Mais, ainsi envisagée et condensée en une moyenne applicable à quatre siècles, la comparaison des salaires aux dépenses de table des ouvriers ne signifierait pas grand’chose. Cette moyenne a précisément pour effet de masquer les fluctuations des prix que nous venons d’étudier, d’effacer les inégalités énormes, révélées par l’histoire des chiffres, entre les générations qui se sont succédé de saint Louis à Henri IV. Ces ancêtres, du moyen âge à la Renaissance, comparés en bloc à nos contemporains, semblent en différer fort peu, parce que le bien-être des prolétaires du XVe siècle vient contre-balancer la misère de ceux du XVIe. Additionner la richesse des uns et la pauvreté des autres, c’est proprement aller contre le but pratique de ces recherches, qui se flattent de recueillir, sur les variations du salaire et sur les causes de ces variations, le grave et précieux témoignage d’un passé digne des méditations du présent.

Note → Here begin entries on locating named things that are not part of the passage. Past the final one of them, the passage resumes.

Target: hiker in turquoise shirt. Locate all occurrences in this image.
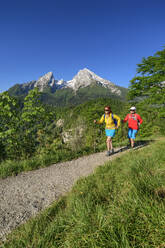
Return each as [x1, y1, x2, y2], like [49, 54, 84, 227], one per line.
[94, 106, 120, 156]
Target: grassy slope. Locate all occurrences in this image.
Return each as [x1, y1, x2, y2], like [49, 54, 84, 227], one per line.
[3, 139, 165, 248]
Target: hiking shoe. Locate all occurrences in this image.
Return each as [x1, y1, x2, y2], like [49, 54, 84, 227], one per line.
[106, 151, 111, 156]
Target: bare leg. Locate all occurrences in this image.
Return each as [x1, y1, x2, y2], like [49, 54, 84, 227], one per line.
[107, 137, 113, 151]
[130, 139, 135, 148]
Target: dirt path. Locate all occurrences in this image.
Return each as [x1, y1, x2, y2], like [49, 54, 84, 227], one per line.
[0, 146, 134, 239]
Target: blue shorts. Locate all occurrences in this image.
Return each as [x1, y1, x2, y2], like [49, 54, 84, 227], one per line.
[128, 128, 137, 139]
[105, 129, 116, 138]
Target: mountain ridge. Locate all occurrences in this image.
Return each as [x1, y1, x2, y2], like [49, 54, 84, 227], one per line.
[8, 68, 127, 106]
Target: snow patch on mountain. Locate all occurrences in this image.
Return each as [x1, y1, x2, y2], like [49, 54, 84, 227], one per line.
[67, 68, 121, 95]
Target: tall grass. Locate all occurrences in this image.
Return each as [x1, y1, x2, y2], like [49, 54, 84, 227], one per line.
[2, 140, 165, 248]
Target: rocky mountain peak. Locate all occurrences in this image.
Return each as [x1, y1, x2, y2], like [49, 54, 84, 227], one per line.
[67, 68, 121, 95]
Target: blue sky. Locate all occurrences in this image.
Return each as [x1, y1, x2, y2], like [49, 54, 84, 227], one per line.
[0, 0, 165, 91]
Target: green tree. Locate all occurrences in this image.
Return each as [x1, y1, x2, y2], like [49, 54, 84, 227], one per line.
[0, 92, 18, 160]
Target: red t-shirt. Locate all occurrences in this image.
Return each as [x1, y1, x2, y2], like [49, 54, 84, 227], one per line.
[124, 114, 143, 130]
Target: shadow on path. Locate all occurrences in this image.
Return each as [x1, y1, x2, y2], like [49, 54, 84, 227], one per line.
[114, 140, 155, 154]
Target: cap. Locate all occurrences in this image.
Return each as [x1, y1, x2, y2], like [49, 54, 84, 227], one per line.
[130, 106, 136, 110]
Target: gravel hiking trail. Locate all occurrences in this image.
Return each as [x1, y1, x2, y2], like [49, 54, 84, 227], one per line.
[0, 148, 138, 240]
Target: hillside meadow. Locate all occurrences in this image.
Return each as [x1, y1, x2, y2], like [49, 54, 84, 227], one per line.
[1, 138, 165, 248]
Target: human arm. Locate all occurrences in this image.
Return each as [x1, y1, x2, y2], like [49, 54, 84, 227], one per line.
[122, 115, 128, 123]
[137, 115, 143, 127]
[94, 115, 104, 124]
[114, 115, 121, 128]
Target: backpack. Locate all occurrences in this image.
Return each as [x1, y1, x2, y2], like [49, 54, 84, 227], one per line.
[104, 113, 117, 127]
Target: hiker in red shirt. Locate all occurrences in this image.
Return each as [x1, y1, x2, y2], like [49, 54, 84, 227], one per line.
[122, 107, 143, 148]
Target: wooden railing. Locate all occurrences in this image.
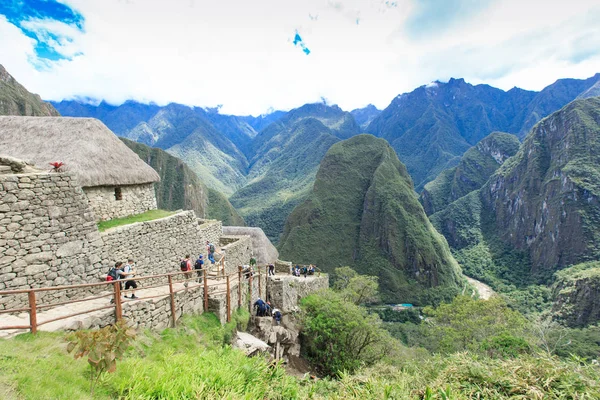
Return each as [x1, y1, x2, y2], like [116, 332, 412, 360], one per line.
[0, 268, 266, 334]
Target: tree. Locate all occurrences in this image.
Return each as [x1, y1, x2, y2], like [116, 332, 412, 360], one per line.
[301, 290, 398, 376]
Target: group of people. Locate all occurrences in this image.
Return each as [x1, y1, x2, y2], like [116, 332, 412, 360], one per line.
[290, 264, 316, 278]
[180, 240, 217, 287]
[254, 297, 282, 325]
[106, 258, 137, 301]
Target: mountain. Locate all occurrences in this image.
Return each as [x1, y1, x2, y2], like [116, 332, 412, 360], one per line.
[230, 104, 360, 243]
[0, 65, 60, 117]
[431, 97, 600, 283]
[366, 74, 600, 191]
[350, 104, 381, 130]
[121, 138, 245, 226]
[420, 132, 520, 215]
[279, 135, 461, 304]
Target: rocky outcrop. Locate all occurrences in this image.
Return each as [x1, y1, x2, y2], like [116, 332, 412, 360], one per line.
[481, 98, 600, 272]
[552, 262, 600, 327]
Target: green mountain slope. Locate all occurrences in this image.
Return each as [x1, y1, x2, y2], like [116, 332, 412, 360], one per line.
[121, 138, 245, 226]
[366, 74, 600, 192]
[230, 104, 359, 243]
[0, 65, 60, 117]
[431, 98, 600, 283]
[420, 132, 520, 215]
[279, 135, 461, 304]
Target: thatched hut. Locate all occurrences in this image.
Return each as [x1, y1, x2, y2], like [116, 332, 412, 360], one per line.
[0, 116, 160, 220]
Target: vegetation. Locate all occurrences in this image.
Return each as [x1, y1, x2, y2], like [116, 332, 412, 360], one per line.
[121, 138, 245, 226]
[98, 210, 175, 232]
[420, 132, 520, 215]
[0, 65, 60, 117]
[279, 135, 462, 304]
[67, 320, 135, 396]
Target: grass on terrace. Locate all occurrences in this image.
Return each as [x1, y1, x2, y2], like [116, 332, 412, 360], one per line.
[98, 210, 176, 232]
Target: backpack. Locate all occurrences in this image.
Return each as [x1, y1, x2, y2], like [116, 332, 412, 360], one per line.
[179, 260, 187, 272]
[106, 267, 119, 281]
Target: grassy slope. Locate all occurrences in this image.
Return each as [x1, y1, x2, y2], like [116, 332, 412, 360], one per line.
[421, 132, 520, 214]
[279, 135, 460, 303]
[0, 65, 60, 116]
[121, 138, 244, 226]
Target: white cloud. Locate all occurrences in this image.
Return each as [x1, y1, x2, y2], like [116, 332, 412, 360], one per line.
[0, 0, 600, 114]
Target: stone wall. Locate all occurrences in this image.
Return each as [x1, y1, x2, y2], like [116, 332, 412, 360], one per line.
[221, 236, 252, 274]
[83, 183, 156, 221]
[0, 172, 102, 309]
[101, 211, 221, 275]
[268, 275, 329, 313]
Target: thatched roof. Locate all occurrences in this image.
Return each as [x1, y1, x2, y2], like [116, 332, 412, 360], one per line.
[0, 116, 160, 187]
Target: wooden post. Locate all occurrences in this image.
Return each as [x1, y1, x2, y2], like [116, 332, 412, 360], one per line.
[248, 273, 252, 315]
[203, 269, 208, 312]
[27, 290, 37, 335]
[113, 280, 123, 322]
[227, 275, 231, 322]
[256, 268, 262, 297]
[169, 275, 177, 328]
[238, 265, 242, 308]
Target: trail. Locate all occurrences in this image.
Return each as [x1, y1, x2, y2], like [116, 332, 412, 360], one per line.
[465, 275, 496, 300]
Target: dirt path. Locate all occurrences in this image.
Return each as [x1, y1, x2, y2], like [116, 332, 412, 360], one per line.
[465, 275, 496, 300]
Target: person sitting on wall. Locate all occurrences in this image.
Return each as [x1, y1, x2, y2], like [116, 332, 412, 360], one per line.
[121, 258, 137, 299]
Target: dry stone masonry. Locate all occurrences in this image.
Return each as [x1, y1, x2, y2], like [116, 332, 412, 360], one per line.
[83, 183, 156, 221]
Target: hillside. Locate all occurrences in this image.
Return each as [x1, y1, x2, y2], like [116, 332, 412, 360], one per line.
[420, 132, 520, 215]
[431, 98, 600, 283]
[121, 138, 245, 226]
[0, 65, 60, 117]
[230, 104, 360, 243]
[366, 74, 600, 191]
[279, 135, 461, 304]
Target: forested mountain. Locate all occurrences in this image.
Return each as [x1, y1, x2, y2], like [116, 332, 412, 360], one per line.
[420, 132, 520, 215]
[231, 104, 360, 242]
[279, 135, 461, 304]
[121, 138, 245, 226]
[431, 97, 600, 283]
[367, 74, 600, 191]
[0, 65, 60, 117]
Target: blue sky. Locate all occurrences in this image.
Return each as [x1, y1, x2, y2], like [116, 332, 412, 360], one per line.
[0, 0, 600, 114]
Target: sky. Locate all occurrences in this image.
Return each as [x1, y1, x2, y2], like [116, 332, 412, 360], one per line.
[0, 0, 600, 115]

Ce témoignage nous apprend ici que, sous le rapport de la nourriture, l’homme de labeur des XIIIe et XIVe siècles était plus aisé que le journalier actuel de 3 à 6 pour 1 00 — suivant les dates ; — que cette aisance s’améliora dans les cent années suivantes, au point que l’ouvrier de 1451-1475, — dont les gouvernemens d’alors ne paraissent pas s’être beaucoup préoccupés, — était devenu plus riche d’un tiers (33 pour 100) que notre ouvrier moderne ; enfin que, peu après, la gêne commença pour lui et grandit si vite et si fort qu’en 1576-1600 ce salarié arrivait à être plus pauvre des deux tiers (60 pour 100) que son successeur de 1898. Cette révolution, funeste pour la grande majorité des citoyens, n’eut pas, comme on serait tenté de le croire, une cause politique. Les troubles religieux, les guerres intestines n’y avaient point de part. La preuve c’est que les mêmes phénomènes, aux mêmes époques, se produisent en Angleterre et en Allemagne ; la preuve aussi c’est qu’en France le paysan ne se releva plus de sa déchéance matérielle, non seulement jusqu’à la fin de la monarchie, mais même jusque vers le milieu de notre XIXe siècle.


Vte G. D’AVENEL.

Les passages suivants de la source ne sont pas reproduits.